Я храню эту паутинку, как память о доме, память о родителях и никогда её не ношу, я ею согреваю свою душу. Прижимаюсь к ней щекой, втягиваю в себя еле слышный аромат апельсиновых корочек, неуловимый домашний запах чего-то родного, близкого. И такого далёкого сейчас.

…Сухие апельсиновые корочки и бутоны гвоздики мама раскладывала по пакетам, где хранились связанные её руками мягкие и красивые платки, шали, шарфы, палантины. После работы, переделав все домашние дела и уложив нас с братом спать, она перед сном на пару часов садилась за стол, чтобы заняться любимым делом: перебирать пух, прясть, вязать. Сейчас бы сказали: хобби. Мама называла это отдыхом.

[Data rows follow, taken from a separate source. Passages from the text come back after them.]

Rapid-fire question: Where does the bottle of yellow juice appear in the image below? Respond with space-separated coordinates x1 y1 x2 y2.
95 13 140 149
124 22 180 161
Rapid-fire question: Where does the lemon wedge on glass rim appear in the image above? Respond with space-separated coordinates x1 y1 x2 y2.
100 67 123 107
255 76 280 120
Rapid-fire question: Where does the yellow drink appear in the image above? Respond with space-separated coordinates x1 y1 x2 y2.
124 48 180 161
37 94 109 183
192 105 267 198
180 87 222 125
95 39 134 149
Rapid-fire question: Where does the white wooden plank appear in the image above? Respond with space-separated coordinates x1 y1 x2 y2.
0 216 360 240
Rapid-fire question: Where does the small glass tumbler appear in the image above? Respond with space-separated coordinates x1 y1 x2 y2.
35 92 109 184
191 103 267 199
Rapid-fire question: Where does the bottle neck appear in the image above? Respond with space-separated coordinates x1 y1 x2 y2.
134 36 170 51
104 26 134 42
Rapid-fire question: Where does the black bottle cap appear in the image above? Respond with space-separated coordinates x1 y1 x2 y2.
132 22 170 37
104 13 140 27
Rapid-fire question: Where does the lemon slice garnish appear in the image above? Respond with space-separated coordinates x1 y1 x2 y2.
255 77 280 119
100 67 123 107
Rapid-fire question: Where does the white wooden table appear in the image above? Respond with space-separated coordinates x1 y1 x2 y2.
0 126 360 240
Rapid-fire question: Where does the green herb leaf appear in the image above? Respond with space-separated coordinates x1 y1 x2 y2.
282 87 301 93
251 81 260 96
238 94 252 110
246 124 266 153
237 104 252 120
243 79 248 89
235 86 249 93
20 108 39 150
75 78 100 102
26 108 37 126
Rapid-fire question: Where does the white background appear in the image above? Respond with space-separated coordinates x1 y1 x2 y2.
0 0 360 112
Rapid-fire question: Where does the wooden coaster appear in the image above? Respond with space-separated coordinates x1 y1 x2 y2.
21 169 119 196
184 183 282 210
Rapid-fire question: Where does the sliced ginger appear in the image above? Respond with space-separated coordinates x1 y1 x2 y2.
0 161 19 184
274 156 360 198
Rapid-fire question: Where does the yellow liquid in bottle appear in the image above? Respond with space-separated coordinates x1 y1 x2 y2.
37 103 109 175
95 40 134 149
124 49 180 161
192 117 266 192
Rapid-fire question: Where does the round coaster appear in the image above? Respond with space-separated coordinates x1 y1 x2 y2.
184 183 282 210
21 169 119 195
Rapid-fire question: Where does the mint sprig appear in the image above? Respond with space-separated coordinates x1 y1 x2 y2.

Идя в гости, на вечеринки, на свидания, я наряжалась: накидывала на себя мамину паутинку. Она невесомо ложилась на модные в то время начёсы, не нарушая сооружённую причёску, ажурные зубчики платка создавали вокруг лица ореол таинственности и возвышенной красоты. Наброшенная на плечи, паутинка своим прозрачным узором делала любую одежду нарядной. И, конечно же, согревала, как сейчас согревают меня эти воспоминания.

…Поздний вечер, лампа под ярким оранжевым абажуром освещает стол с сугробом белого пуха. Специальными чёсками, утыканными маленькими закруглёнными иголочками, мама расчёсывает шарики пуха, пока они не станут лёгкими и прозрачными. Нежная белая гора чуть колышется от её мерного дыхания и плавного движения рук. Тонкие, красивые руки, как крылья птицы, быстро машут чёсками, превращая мягкий пух в лёгкое воздушное облако. Потом в её руках закрутится веретено, из пушистого комочка потянется тончайшая нить. И вот уже мелькают спицы, иногда издавая тихий металлический звук, соприкоснувшись друг с другом.

Я почти засыпаю под эти звуки, но сквозь приоткрытую дверь вижу маму, склонившуюся за столом. Рядом с ней на диване свернулся кот. Он, как и я, почти спит, но постоянно приоткрывает один глаз и следит за мельканием спиц. Тихонько ждёт, когда можно будет что-то стащить и поиграть. Выждав момент, он стремительно хватает мягкий клубочек и прячется под столом. Мама осторожно, чтобы никого не разбудить, пытается уговорить его или вытащить из-под стола.